In the places where I have been using AI from time to time it's also not supper common to use em dashes.
So IMHO "em dash" isn't a tall tell sign for something being AI written.
But then wrt. the OP comment I think you might be right anyway. It's writing style is ... strange. Like taking a writing style from a novel and not any writing style but such which over exaggerates that currently a story is told inside a story. But then fills semantics of a HN comment. Like what you might get if you ask a LLM to "tell a story" for you set of bullet points.
But this opens a question, if the story still comes from a human isn't it fine? Or is it offensive that they didn't just give us compact bullet points?
Putten that aside, there is always the option that the author is just very well read/written, maybe a book author, maybe a hobby author and picked up such a writing style.
A lot of phones do this automatically when doing double dash -- -> —
The Android client I use, Harmonic, has a shortcut to report a user, although it just prefills an email to hn@ycombinator.com.

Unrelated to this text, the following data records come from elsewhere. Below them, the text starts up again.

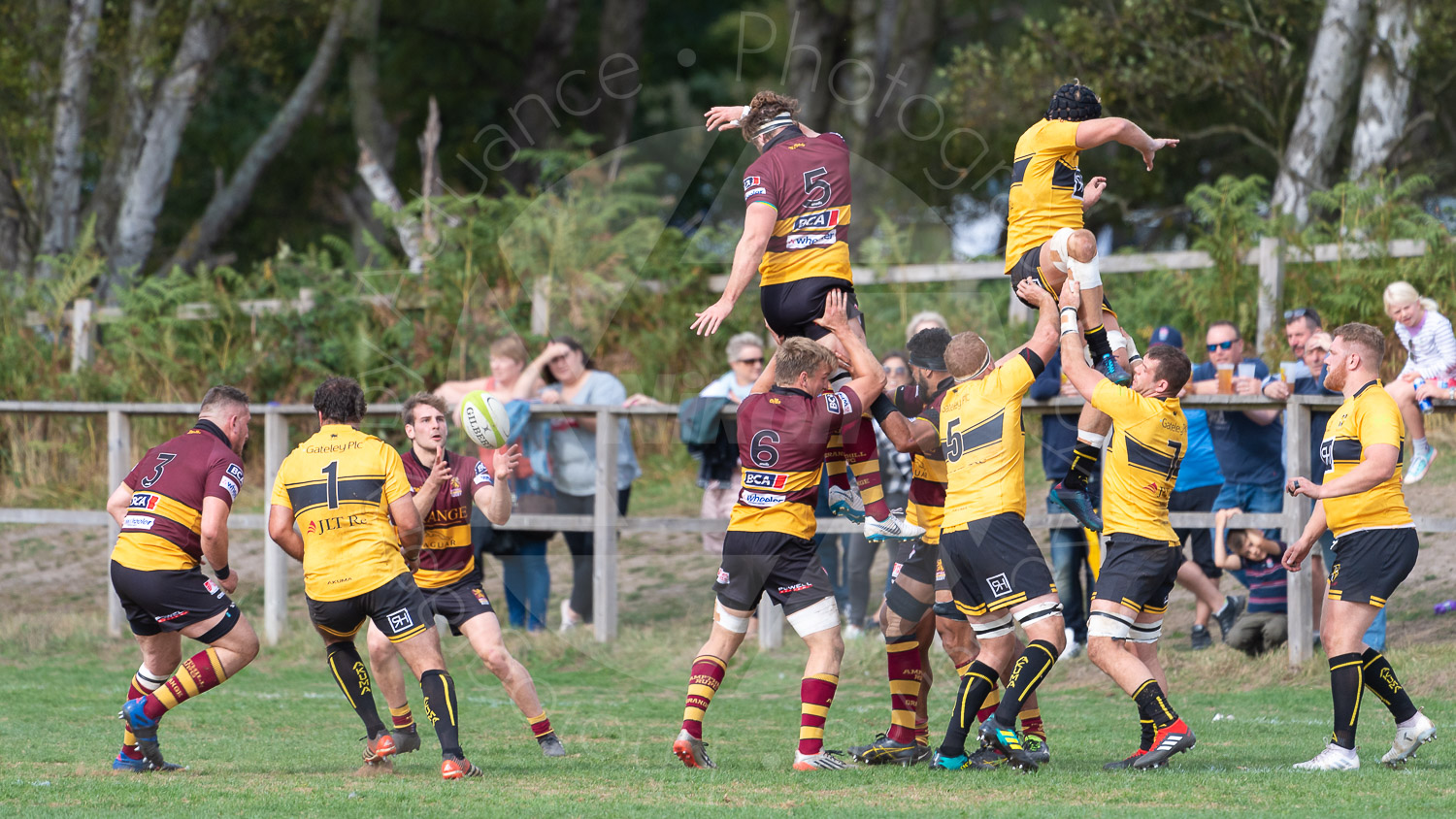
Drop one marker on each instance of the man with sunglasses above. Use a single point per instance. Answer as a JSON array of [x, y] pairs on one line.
[[1248, 442]]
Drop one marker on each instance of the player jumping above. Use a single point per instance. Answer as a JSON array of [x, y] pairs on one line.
[[1045, 242], [797, 236]]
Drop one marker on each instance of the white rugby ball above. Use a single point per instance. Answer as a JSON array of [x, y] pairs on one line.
[[483, 419]]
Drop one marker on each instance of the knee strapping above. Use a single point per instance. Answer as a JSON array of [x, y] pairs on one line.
[[728, 620], [818, 617]]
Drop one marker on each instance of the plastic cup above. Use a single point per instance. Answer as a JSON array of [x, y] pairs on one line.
[[1225, 378]]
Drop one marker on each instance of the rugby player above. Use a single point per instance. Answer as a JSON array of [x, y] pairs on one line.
[[172, 509], [795, 235], [344, 487], [992, 562], [783, 428], [913, 611], [1363, 504], [445, 486], [1142, 553], [1047, 244]]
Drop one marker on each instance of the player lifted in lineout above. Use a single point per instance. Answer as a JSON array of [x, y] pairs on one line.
[[783, 428], [797, 236], [446, 484], [1045, 242]]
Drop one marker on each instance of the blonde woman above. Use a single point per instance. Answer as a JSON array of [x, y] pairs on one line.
[[1432, 355]]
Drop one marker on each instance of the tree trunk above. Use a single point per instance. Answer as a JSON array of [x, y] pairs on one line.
[[148, 185], [229, 203], [1385, 93], [1328, 95], [64, 186]]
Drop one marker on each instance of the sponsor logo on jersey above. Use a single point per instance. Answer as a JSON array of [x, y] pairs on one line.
[[820, 220], [803, 241], [765, 480]]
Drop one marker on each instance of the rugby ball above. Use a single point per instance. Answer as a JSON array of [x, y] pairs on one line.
[[483, 419]]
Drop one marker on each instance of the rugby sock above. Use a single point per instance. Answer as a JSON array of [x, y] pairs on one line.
[[352, 678], [702, 682], [976, 684], [440, 708], [1379, 678], [142, 684], [541, 726], [1083, 460], [862, 454], [903, 658], [1152, 703], [200, 672], [402, 717], [815, 696], [1097, 341], [1027, 672]]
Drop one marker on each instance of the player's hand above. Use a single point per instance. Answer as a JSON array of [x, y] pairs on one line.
[[1071, 294], [1156, 146], [711, 319], [1307, 487], [722, 116], [1033, 293], [836, 313]]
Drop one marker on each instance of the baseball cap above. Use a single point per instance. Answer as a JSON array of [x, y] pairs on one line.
[[1168, 335]]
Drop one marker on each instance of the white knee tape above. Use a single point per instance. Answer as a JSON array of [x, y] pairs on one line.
[[1039, 611], [1107, 624], [993, 629], [1059, 246], [728, 620], [818, 617], [1146, 632]]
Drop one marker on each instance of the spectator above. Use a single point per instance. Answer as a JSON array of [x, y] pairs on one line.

option-shift-minus on a Mac (option-minus for an en dash).
- [deleted]
I’m not sure anyone I know could make an em dash with their keyboard off the top of their head.
I have endash bound to ⇧⌥⌘0, and emdash bound to ⇧⌥⌘=.
What kind of data did you run this on?
> Like giving GPT a multiple-choice test on gibberish—it will pick something, and say it with its chest.
If I gave a classroom of under grad students a multiple choice test where no answers were correct, I can almost guarantee almost all the tests would be filled out.
Should GPT and other LLMs refuse to take a test?
In my experience it will answer with the closest answer, even if none of the options are even remotely correct.
Not refuse, but remark that none of the answers seems correct. After all, we are only 2 days away from an AGI pro gamer researcher AI according to experts[1], so I would expect this behavior at least.
1: People who have a financial stake in the AI hype
In multiple choice if you don't know then a random guess is your best answer in most cases. In a few tests blank is scored better than wrong but that is rare and the professors will tell you.
as such I would expect students to but in something. However after class they would talk about how bad they think they did because they are all self aware enough to know where they guessed.
I would love to see someone try this. I would guess 85-90% of undergrads would fill out the whole test, but not everyone. There are some people who believe the things that they know.
I think the issue is the confidence with which it lies to you.
A good analogy would be if someone claimed to be a doctor and when I asked if I should eat lead or tin for my health they said “Tin because it’s good for your complexion”.
Yes, it should refuse.
Humans have made progress by admitting when they don’t know something.
Believing an LLM should be exempt from this boundary of “responsible knowledge” is an untenable path.
As in, if you trust an ignorant LLM then by proxy you must trust a heart surgeon to perform your hip replacement.
Just on a practical level, adding a way for the LLM to bail if can detect that things are going wrong saves a lot of trouble. Especially if you are constraining the inference. You still get some false negatives and false positives, of course, but giving the option to say "something else" and explain can save you a lot of headaches when you accidentally send it down the wrong path entirely.